Transcription work can also provoke performance activities in the theory classroom, in a number of interesting ways. Recreating and transcribing typical drum patterns is a good first step. For the opening of “The Preacher,” for example, after completing the work with the opening melody described above, the students could focus on the drums and bass, and expand their refined score to include the rhythmic patterns of those instruments, thereby capturing the fuller texture. Students can work individually to transcribe a work’s rhythmic fabric, but this activity lends itself particularly well to small group work: students listen repeatedly to the excerpt while entraining, and then work toward recreating the rhythmic patterns while tapping/conducting (speaking the rhythms works well for this). Once they can recreate the patterns, I have them generate a score (usually non-pitched) that captures what they hear. The web-based notation program Noteflight facilitates collaborative notation quite well. I encourage students to think of these scores as performance scores designed to elicit a convincing rendition of what they hear in the recording, when performed by others. In fact, I typically have small groups exchange the performance scores they create for this very purpose, and their performances not only reveal the accuracy of the transcription, but also provide a vehicle for experiencing a typical jazz rhythmic framework. In creating the performance scores students must confront issues of swing and how best to capture it notationally, along with the beat anticipations and delays that are frequently heard in jazz.

This sort of work can range from quite simple for introductory courses to quite challenging, depending on the complexity of the piece, the performance, and the length of the excerpt (consider Silver’s “The Preacher,” Herbie Hancock’s “Watermelon Man,” and Lee Morgan’s “Gary’s Notebook” as examples with varying degrees of challenge). Creating rhythmic performance scores uniquely encourages hearing and experiencing the concept of groove, which, as described by William Bauer, is “a complex rhythmic phenomenon that results from the musicians’ interactions with the temporal hierarchy and its various levels. An effective groove facilitates our embodied entrainment with the music, and promotes particular qualities of bodily movement.”

Conclusions

In the introduction to this essay I mentioned that non-jazz players may feel intimidated by jazz.
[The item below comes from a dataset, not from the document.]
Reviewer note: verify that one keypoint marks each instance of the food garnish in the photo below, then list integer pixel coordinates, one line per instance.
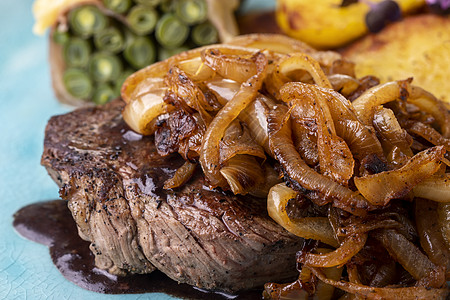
(362, 166)
(128, 35)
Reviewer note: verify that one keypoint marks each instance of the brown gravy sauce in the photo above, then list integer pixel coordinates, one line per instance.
(50, 223)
This, of course, can be true of faculty as well as students, since many of us were trained in the classical tradition, but it need not prevent us from incorporating the kinds of classroom activities I describe here. Introductory jazz history texts such as those by Mark Gridley, Gary Giddins and Scott DeVeaux, or Henry Martin and Keith Waters include detailed listening guides for particular pieces; the guides are useful starting points for introducing repertoire into the classroom, and they can serve as road maps of a sort for the instructor. Introductory jazz theory texts such as those by Mark Levine and Dariusz Terefenko are equally valuable resources.

There are ways of musical thinking that are particular to jazz players. There are musical behaviors and experiences that are not available to non-jazz performers without some kind of intervention. The pedagogical adjustments that I present here can help all students engage with music’s temporal nature, particularly by having students work without reference to an authoritative score. In addition, incorporating activities designed to help non-jazz students understand and experience rhythmic structures common in jazz will open up that repertoire to them. My primary goals for all students in developing this approach are simple, yet essential: count well, steadily, and consistently; recognize musical events that contradict the underlying isochronous pulses, metric hierarchy, or normative structures; increase the capacity for musical memory and tracking; build knowledge structures to enable meaningful interactions with jazz; entrain effectively to meter; and better appreciate music as a temporal art form.